A la recherche de l’adaptation perdue (L’homme de Rio)

L’Homme de Rio par Philippe De Broca

Un article de  :TORNADO

1ère publication le 3/05/14 – MAJ le 11/09/21

Belmondo à la place de Tintin ? Françoise Dorléac remplace qui, alors ?!!!

Belmondo à la place de Tintin ? Françoise Dorléac remplace qui, alors ?!

L’Homme de Rio est un film de Philippe de Broca réalisé en 1964.
Tout le monde le sait : Le cinéaste rêvait de réaliser une adaptation en chair et en os des aventures de « Tintin ».
Il en fut question au début des années 60, mais de Broca refusait que cette adaptation soit littérale. Il proposait par exemple de ne pas reprendre les personnages de Tintin, Haddock et les autres, mais de transposer les mêmes aventures par le biais de personnages originaux !

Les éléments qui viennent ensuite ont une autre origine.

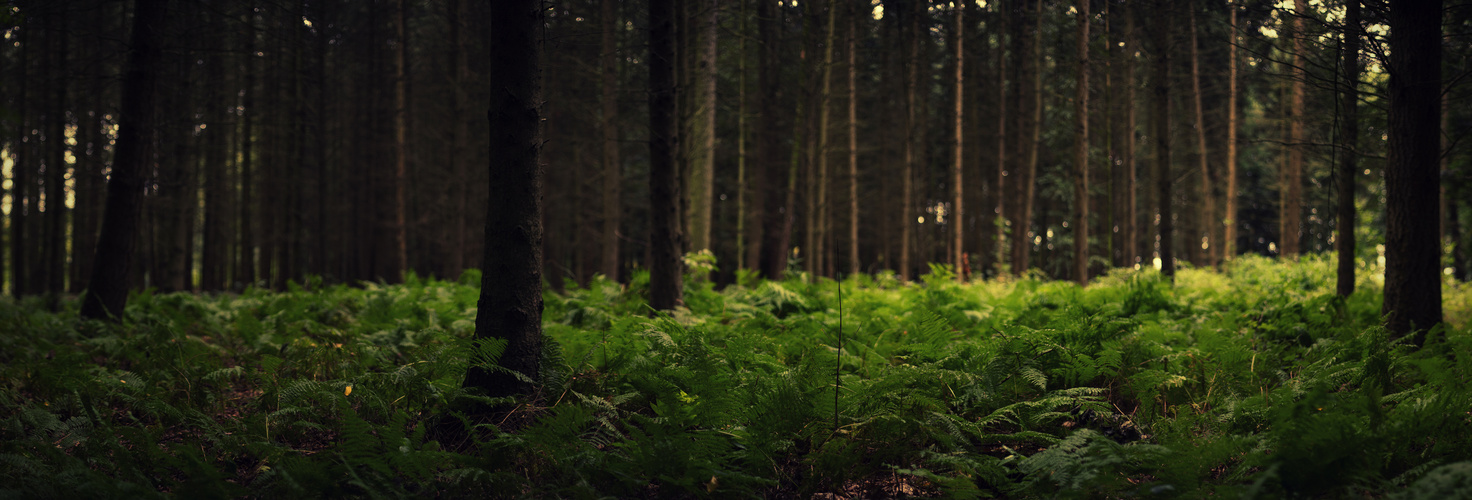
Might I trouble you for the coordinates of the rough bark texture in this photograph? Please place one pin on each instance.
(1229, 221)
(1207, 199)
(1349, 137)
(1412, 252)
(701, 143)
(1081, 153)
(957, 188)
(664, 190)
(613, 177)
(1291, 211)
(510, 303)
(108, 290)
(1160, 118)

En effet, le réalisateur estimait que ces personnages de papier, ne supportant pas la démesure en termes d’adaptation, deviendraient ridicules à travers des acteurs en chair et en os. Le projet sous cette forme fut ainsi abandonné. En 1961, Tintin et le Mystère de la Toison d’Or se fera sans Philippe de Broca. Et les personnages d’Hergé incarnés par des acteurs bien réels seront bel et bien jugés ridicules par une grande partie du public…

Le cinéaste se rabattra ainsi trois ans plus tard sur un projet personnel sans renoncer à son envie initiale d’adapter l’univers de Tintin. Et L’Homme de Rio (tout comme Tintin et le Mystère de la Toison d’Or), développera un récit original et inédit.

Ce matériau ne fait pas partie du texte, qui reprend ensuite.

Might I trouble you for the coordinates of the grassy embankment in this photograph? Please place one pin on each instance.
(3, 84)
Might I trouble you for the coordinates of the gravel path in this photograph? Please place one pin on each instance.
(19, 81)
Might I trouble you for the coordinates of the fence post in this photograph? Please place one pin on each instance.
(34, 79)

Toutefois, on peut trouver dans le film de Philippe de Broca un nombre impressionnant d’emprunts aux albums de Tintin, davantage encore que dans l’adaptation officielle de 1961 ! De l’Oreille Cassée aux Sept Boules de Cristal, en passant par Tintin en Amérique, le Lotus Bleu, Le Secret de La Licorne et Les Cigares du pharaon, le scénario de L’Homme de Rio compile un nombre d’éléments significatif des aventures du petit reporter à houppette !

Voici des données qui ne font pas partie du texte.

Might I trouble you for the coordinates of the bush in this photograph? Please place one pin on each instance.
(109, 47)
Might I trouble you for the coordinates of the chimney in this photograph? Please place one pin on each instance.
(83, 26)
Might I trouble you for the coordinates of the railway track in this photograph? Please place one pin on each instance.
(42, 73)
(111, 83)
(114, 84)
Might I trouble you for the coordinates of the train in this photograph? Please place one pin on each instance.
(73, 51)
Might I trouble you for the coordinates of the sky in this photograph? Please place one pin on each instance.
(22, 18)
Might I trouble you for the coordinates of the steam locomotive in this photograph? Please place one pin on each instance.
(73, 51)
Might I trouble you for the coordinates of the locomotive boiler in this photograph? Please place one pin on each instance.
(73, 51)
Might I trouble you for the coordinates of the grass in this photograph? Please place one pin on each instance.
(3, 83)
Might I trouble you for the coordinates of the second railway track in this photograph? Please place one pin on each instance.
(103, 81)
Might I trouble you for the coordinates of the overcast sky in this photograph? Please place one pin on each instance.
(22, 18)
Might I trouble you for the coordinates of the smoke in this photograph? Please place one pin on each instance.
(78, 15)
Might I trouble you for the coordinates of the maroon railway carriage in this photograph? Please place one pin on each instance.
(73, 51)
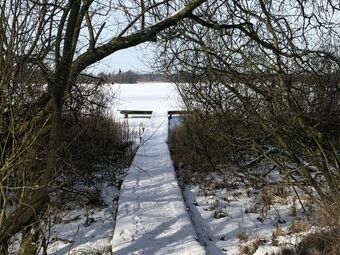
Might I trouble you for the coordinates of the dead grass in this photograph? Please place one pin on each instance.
(242, 235)
(250, 247)
(298, 225)
(322, 243)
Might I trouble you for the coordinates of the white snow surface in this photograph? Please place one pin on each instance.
(152, 217)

Et lorsque les trois statues « maltèques » sont ouvertes, que les manuscrits enfermés dedans sont superposés afin de livrer un message par transparence, tandis que le professeur Catalan récite « Tout vient de la lumière », le doute n’est plus permis…

Une référence évidente à « Tintin en Amérique » !  © Dear Film Produzione / Les Films / Collection Christophel

Tout le talent de Philippe de Broca et de ses collaborateurs éclate dans les solutions choisies pour trouver un équilibre entre les éléments issus des albums d’Hergé et les apports originaux.

Ses personnages sont ainsi hauts en couleurs, truculents et exubérants, comme dans la bande-dessinée. Mais ils sont plus réalistes, avec une romance entre les deux personnages principaux (interprétés par Jean-Paul Belmondo et Françoise Dorléac) pour coller davantage à ce que le public recherche sur un grand écran de cinéma.
C’est cet équilibre qui va faire toute la différence, offrant à L’Homme de Rio et aux Tribulations d’un Chinois en Chine (le second film sur le même projet), une pérennité qui leur permettra de résister au temps bien mieux que L’Homme de Rio et Tintin et les oranges bleues.

Enfin, le jeune Belmondo avait tout ce qu’il fallait pour incarner ce type d’aventurier, aussi franchouillard et naïf que félin et bondissant.
Comme quoi tout est, en matière d’adaptation, une question d’alchimie hautement subtile…

Une affiche typique des films d'aventures dans les années 60 : James Bond style !

Une affiche typique des films d’aventures dans les années 60 : James Bond style !

Ce brillant film d’aventures allait ainsi pouvoir s’exporter dans le monde bien mieux que les adaptations officielles des Aventures de Tintin. Il deviendra un film culte pour bien des réalisateurs américains et notamment un certains Steven Spielberg, qui imaginera la saga Indiana Jones en grande partie en pensant au film de Philippe de Broca.

Ironie du sort : C’est en regardant Les Aventuriers de l’Arche Perdue que de nombreuses personnes parlèrent à Spielberg de la ressemblance entre l’univers qu’il venait de créer pour le cinéma et celui d’Hergé dans le monde de la bande-dessinée.

Le réalisateur américain, qui n’avait alors jamais lu un seul « Tintin », tomba amoureux du personnage et de son univers et envisagea, dès 1982, de se lancer dans une adaptation.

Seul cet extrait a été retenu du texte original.